Bubs Australia founder Kristy Carr with chief executive Nicholas Simms. Photo / News.com
It all started in a suburban kitchen on Sydney's northern beaches.
At home on maternity leave from her role as a high-flying marketing executive, local mum Kristy Carr became obsessed with the nutritional value of what she was feeding her young daughter, who is now the eldest of three daughters.
Along with her sister Liesa Dailly, Carr started experimenting with home-cooked baby foods made from organic ingredients. Soon, she decided to turn her passion into a business.
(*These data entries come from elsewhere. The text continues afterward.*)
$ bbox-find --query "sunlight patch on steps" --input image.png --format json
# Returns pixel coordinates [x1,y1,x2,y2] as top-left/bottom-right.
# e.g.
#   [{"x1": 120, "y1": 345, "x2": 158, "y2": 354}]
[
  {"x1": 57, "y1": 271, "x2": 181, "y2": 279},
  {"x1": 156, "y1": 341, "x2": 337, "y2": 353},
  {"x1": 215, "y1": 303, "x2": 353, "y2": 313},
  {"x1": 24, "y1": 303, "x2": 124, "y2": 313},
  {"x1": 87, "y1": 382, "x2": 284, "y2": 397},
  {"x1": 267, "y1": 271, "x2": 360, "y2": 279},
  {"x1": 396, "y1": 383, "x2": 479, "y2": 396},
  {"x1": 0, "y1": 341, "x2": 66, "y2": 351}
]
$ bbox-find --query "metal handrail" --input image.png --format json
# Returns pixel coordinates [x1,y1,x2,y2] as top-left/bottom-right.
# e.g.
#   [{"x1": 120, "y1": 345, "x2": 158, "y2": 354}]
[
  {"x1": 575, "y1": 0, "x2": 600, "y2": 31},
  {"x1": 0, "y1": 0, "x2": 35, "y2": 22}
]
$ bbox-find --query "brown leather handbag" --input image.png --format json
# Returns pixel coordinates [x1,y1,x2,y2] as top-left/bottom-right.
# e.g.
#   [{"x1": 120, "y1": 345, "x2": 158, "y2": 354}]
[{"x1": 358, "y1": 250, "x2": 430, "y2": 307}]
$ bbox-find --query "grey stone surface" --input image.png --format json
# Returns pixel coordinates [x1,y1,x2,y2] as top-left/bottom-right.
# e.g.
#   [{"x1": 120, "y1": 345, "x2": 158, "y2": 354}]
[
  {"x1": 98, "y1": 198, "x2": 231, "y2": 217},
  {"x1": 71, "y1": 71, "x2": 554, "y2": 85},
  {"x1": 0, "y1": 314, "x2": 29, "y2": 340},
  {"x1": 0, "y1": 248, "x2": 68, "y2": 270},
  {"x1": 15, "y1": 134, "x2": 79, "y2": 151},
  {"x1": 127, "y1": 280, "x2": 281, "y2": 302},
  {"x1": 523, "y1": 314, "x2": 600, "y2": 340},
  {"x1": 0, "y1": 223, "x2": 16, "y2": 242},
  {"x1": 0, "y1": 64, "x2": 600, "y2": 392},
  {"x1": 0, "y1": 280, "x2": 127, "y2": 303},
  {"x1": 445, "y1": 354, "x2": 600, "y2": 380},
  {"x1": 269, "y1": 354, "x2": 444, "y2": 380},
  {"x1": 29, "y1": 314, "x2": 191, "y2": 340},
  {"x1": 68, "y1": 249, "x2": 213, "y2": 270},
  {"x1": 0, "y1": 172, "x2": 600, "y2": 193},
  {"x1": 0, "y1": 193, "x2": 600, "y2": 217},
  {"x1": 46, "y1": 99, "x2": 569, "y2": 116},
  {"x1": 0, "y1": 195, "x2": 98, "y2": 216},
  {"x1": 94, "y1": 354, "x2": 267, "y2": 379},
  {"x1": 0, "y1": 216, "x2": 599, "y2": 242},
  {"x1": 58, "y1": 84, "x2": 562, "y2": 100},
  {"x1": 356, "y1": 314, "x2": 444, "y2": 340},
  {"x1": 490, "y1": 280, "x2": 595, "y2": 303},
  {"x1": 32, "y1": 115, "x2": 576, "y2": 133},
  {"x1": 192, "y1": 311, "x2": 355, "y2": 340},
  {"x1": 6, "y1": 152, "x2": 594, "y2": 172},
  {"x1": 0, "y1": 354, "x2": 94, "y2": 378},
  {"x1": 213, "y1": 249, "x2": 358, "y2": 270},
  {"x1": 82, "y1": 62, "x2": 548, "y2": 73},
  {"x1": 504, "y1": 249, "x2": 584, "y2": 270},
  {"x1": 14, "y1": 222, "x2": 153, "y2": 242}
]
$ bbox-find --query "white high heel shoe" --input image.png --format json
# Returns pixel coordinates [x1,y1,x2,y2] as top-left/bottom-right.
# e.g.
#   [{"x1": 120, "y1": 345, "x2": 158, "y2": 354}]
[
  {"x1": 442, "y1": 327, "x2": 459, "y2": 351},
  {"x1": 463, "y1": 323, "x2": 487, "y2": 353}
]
Twelve years later, the venture has grown into a A$35 million (NZ$36m) empire with Bubs Australia's trademark baby food pouches and goat milk infant formula ranges sold at supermarkets across the nation - and into the lucrative Chinese market, thanks to a new partnership with e-commerce platform Kaola.com.
"I felt there was a gap in the Australian marketplace for a quality, nutritious but convenient product," Carr told news.com.au at Kaola's recent Partner Day.
In the early days, she said, there was "a lot of preparation and trialling different recipes, trying them on my own daughter".
"It was very hands-on in the beginning, we went down to the organic markets at six o'clock every morning."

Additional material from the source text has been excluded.